In this case, Lilly holds the approved NDA for raloxifene hydrochloride (“raloxi-fene”) tablets. This product is marketed under the brand name Evista® for the treatment and prevention of postmenopausal osteoporosis. Lilly lists twelve patents that claim Evista® in the Orange Book.

Teva filed an ANDA with the FDA in early 2006, seeking approval to manufacture and market generic raloxifene. As part of its ANDA, Teva filed paragraph IV *1349certifications. On May 16, 2006, Teva notified Lilly of its paragraph IV certifications.
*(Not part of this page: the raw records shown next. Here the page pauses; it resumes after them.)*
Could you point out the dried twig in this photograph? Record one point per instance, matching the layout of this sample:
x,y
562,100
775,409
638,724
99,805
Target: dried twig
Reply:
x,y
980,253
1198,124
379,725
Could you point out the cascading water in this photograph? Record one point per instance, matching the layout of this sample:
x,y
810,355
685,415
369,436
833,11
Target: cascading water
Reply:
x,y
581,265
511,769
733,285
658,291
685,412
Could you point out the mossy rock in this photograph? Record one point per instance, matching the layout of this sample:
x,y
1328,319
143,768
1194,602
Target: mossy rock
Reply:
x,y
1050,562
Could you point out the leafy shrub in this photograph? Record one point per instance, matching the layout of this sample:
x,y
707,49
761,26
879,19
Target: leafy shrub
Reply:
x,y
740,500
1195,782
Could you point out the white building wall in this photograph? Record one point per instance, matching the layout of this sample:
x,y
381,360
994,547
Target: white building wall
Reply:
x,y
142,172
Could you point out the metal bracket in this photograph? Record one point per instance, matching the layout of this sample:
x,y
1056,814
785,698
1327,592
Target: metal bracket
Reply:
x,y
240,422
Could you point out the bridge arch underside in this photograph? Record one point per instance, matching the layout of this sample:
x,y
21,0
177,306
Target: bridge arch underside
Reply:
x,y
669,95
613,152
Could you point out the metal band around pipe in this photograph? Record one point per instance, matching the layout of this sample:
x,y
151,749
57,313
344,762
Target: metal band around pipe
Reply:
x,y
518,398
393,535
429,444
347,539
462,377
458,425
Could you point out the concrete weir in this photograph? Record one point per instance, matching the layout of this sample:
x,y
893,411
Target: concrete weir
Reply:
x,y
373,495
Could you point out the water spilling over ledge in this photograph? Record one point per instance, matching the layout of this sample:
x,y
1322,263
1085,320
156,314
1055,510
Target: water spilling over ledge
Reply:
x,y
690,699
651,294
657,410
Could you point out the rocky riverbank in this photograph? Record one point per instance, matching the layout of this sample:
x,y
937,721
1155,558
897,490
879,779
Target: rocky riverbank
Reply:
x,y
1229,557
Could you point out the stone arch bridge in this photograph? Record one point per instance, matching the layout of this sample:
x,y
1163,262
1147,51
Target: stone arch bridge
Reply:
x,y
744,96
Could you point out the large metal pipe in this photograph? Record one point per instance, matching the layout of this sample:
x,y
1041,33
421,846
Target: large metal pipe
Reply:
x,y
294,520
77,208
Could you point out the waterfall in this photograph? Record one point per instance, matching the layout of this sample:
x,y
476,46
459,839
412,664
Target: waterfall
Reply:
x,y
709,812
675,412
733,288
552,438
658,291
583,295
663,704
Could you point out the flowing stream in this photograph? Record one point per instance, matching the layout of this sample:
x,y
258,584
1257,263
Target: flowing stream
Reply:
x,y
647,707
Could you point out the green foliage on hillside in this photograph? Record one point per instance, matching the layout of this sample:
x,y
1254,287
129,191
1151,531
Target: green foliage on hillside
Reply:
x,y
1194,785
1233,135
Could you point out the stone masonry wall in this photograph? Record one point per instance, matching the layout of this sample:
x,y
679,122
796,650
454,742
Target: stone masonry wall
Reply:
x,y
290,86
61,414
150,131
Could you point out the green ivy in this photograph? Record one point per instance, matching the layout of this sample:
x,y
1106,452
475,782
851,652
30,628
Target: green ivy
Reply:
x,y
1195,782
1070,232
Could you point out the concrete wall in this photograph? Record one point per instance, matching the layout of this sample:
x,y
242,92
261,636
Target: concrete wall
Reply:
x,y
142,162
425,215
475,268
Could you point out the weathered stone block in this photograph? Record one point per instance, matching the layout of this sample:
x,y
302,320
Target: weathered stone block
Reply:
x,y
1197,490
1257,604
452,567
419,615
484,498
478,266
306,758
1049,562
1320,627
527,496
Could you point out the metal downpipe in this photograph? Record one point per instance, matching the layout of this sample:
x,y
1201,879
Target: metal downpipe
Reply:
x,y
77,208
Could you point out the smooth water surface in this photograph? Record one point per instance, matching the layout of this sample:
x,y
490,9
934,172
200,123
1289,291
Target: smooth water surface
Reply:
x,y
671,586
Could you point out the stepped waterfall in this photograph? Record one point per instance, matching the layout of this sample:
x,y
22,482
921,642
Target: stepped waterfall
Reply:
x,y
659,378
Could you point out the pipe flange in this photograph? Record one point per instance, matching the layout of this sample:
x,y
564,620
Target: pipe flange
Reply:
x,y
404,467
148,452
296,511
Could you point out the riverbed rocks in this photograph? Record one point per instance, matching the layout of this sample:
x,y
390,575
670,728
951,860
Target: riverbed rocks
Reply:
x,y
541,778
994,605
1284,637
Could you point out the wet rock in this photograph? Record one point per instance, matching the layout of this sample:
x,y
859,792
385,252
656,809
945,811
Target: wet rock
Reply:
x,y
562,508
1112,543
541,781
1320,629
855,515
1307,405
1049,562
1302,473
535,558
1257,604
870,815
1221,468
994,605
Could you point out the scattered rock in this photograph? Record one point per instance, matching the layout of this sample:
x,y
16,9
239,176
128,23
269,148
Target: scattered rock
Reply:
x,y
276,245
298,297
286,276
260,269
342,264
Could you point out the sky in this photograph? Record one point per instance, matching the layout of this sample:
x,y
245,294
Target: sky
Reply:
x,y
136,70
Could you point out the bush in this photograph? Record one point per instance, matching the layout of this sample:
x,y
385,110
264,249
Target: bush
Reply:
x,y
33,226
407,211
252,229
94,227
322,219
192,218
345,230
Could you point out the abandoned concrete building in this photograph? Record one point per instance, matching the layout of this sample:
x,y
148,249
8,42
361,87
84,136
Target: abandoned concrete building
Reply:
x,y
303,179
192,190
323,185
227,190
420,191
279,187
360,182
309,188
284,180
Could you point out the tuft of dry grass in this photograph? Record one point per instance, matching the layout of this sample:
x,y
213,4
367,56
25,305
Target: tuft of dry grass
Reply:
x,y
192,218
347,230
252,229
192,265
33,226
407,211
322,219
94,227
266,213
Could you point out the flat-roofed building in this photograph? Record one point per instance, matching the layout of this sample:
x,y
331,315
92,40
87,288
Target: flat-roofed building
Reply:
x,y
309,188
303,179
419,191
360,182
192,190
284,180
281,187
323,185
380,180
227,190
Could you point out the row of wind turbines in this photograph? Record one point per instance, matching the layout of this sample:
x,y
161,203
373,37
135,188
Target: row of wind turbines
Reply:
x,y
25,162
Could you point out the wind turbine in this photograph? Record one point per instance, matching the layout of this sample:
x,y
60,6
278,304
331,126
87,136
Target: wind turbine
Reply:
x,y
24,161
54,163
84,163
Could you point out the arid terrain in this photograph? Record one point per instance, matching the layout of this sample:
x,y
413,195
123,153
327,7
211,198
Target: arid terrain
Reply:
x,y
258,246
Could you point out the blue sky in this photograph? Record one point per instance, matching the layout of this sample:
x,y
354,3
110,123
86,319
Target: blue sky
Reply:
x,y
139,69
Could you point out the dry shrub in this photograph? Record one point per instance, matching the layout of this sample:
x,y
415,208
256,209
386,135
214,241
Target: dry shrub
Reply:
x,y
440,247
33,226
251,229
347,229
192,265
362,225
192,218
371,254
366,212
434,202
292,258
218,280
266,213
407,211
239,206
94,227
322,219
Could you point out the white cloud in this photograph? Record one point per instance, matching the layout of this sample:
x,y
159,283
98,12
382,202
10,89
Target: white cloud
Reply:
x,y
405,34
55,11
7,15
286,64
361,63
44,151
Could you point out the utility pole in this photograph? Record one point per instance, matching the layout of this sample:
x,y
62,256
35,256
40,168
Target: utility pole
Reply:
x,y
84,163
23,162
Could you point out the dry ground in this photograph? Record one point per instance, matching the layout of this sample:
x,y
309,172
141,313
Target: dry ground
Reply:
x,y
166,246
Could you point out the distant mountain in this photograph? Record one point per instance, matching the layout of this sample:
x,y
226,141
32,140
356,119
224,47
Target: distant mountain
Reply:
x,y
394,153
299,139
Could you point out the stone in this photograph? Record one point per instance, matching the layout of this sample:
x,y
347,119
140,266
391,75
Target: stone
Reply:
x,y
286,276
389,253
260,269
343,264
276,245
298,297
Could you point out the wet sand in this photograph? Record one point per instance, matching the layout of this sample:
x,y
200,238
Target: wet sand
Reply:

Lilly sued Teva on June 29, 2006, alleging that Teva’s ANDA infringed four method patents of its twelve listed Orange Book patents for using raloxifene to prevent or treat postmenopausal osteoporosis: U.S. Patent Nos. RE38,968 (“the '968 patent”), RE39,049 (“the '049 patent”), RE39,050 (“the '050 patent”), and 6,906,-086 (“the '086 patent”). The FDA then stayed approval of Teva’s ANDA for thirty months, from the date that Lilly received Teva’s paragraph IV notifications, expiring on November 16, 2008. Extension Order, 2008 WL 4809963 at *1.
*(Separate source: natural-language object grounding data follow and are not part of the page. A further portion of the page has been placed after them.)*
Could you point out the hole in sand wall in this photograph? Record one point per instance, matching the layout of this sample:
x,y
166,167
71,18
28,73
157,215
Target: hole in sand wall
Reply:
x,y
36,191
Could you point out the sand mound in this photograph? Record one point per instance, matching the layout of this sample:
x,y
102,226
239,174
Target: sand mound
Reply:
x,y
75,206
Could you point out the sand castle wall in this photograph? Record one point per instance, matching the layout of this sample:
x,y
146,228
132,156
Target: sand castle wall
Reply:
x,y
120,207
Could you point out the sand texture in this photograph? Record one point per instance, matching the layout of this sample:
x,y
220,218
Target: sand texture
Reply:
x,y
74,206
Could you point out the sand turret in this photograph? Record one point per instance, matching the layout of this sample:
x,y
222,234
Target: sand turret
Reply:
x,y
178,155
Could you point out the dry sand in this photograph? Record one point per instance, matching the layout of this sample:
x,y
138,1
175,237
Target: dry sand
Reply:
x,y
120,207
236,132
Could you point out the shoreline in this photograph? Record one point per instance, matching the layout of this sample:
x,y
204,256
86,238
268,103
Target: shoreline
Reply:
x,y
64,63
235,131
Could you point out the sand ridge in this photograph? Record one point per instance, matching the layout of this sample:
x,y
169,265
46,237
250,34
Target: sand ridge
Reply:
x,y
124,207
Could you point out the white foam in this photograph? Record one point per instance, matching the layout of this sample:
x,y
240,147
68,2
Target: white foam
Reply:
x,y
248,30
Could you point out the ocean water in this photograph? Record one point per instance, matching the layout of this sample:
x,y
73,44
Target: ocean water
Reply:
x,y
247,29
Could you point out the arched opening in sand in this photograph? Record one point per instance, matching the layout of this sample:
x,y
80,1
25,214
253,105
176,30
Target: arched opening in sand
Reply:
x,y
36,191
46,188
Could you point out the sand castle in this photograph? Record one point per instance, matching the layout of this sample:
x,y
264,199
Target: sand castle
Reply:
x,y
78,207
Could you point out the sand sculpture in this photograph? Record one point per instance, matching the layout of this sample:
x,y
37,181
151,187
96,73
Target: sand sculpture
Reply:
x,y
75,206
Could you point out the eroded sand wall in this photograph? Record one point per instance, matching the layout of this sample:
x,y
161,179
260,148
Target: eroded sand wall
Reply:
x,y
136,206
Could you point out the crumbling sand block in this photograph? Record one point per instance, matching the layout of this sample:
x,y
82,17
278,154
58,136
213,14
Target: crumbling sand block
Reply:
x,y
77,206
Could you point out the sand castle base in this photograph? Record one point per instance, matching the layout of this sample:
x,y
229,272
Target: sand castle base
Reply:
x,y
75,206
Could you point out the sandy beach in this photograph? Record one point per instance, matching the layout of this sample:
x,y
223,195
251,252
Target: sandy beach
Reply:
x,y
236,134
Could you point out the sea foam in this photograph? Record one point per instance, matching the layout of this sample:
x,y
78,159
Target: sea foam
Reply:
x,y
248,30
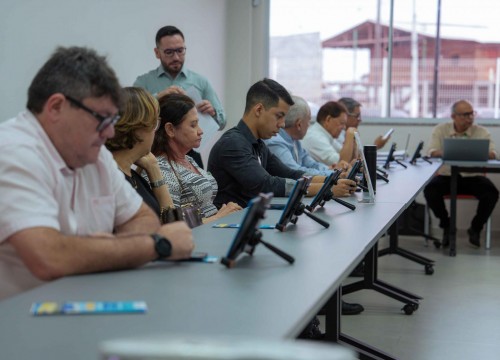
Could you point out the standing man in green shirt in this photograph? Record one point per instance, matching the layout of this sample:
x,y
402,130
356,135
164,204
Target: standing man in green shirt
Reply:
x,y
172,76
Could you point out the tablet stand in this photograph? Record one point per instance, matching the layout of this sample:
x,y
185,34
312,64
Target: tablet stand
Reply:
x,y
301,209
257,238
392,158
425,158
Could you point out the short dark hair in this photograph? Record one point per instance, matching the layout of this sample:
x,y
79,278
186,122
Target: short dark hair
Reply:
x,y
140,111
78,72
173,109
332,108
349,103
268,93
168,30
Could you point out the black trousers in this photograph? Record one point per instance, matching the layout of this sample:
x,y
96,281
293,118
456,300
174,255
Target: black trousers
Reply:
x,y
479,186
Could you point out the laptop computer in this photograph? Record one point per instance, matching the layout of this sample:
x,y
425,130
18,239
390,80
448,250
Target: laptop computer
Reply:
x,y
466,149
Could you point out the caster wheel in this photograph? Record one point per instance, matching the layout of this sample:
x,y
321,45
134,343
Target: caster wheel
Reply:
x,y
429,269
408,309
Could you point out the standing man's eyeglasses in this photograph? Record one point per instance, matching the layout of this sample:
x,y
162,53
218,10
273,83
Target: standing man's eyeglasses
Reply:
x,y
171,52
356,116
467,114
104,122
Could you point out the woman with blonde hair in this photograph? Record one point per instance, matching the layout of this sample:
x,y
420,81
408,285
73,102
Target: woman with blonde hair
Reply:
x,y
131,147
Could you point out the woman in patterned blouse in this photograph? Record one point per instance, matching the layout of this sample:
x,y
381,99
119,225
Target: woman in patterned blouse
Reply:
x,y
179,132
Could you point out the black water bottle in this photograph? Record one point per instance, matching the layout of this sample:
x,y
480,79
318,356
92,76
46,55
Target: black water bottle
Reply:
x,y
370,152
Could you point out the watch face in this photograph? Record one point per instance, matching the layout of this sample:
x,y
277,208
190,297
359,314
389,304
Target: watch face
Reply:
x,y
162,246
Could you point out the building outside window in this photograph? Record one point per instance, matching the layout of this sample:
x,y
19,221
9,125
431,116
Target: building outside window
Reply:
x,y
325,50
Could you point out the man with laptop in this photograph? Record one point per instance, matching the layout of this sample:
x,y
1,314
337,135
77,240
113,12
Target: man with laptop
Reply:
x,y
442,145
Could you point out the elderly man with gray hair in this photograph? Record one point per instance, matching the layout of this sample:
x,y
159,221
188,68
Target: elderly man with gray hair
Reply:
x,y
353,120
286,145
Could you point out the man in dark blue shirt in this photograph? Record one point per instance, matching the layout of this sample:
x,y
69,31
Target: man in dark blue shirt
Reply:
x,y
240,161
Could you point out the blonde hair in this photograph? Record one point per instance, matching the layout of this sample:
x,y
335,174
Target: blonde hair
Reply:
x,y
140,111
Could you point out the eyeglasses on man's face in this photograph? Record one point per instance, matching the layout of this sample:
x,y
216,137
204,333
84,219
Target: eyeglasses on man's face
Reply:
x,y
356,116
104,121
467,114
170,52
158,122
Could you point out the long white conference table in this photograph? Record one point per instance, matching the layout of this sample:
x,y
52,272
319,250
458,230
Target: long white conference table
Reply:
x,y
262,297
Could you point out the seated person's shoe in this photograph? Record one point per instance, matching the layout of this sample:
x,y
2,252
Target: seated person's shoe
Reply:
x,y
446,237
312,331
351,309
474,237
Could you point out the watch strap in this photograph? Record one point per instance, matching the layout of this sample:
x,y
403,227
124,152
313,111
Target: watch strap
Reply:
x,y
156,184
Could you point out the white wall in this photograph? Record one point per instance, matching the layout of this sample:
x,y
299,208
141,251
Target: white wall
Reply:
x,y
30,30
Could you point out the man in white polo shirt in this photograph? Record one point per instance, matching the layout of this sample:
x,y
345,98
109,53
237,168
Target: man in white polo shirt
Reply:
x,y
65,207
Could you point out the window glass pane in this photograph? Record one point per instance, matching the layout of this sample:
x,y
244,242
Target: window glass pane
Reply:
x,y
324,50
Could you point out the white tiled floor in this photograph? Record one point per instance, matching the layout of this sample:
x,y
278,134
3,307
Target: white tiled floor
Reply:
x,y
459,317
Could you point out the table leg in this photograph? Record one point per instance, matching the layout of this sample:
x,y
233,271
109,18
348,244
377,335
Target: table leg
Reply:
x,y
453,211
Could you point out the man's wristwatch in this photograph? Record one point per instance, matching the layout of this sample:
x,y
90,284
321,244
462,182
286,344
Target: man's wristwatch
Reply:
x,y
163,247
155,184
On September 25, 2006, the district court entered a scheduling order, setting a trial date of March 9, 2009 — four months after expiration of the thirty-month statutory stay. In February 2007, Lilly amended its complaint to assert that Teva infringed three additional Evista® patents— U.S. Patent Nos. 6,458,811 (“the '811 patent”), 6,797,719 (“the '719 patent”), and 6,894,064 (“the '064 patent”) — covering ra-loxifene particle size and formulation.

On July 8, 2008, Teva amended its ANDA to include a new particle-size measuring methodology for the active pharmaceutical ingredient in its proposed raloxi-fene tablets. Extension Order, 2008 WL 4809963 at *2. Teva disclosed this amendment to Lilly on July 10, 2008, and provided it three batch samples on July 28, August 19, and September 17, 2008. The district court, however, previously set a discovery deadline of August 18, 2008. Id. at *4 n. 2. By September 5, 2008, Teva also provided Lilly with 27,000 pages of related documentation. Moreover, the district court ordered Teva to produce additional raloxifene samples to Lilly by December 15, 2008, in response to Lilly’s motion to compel discovery.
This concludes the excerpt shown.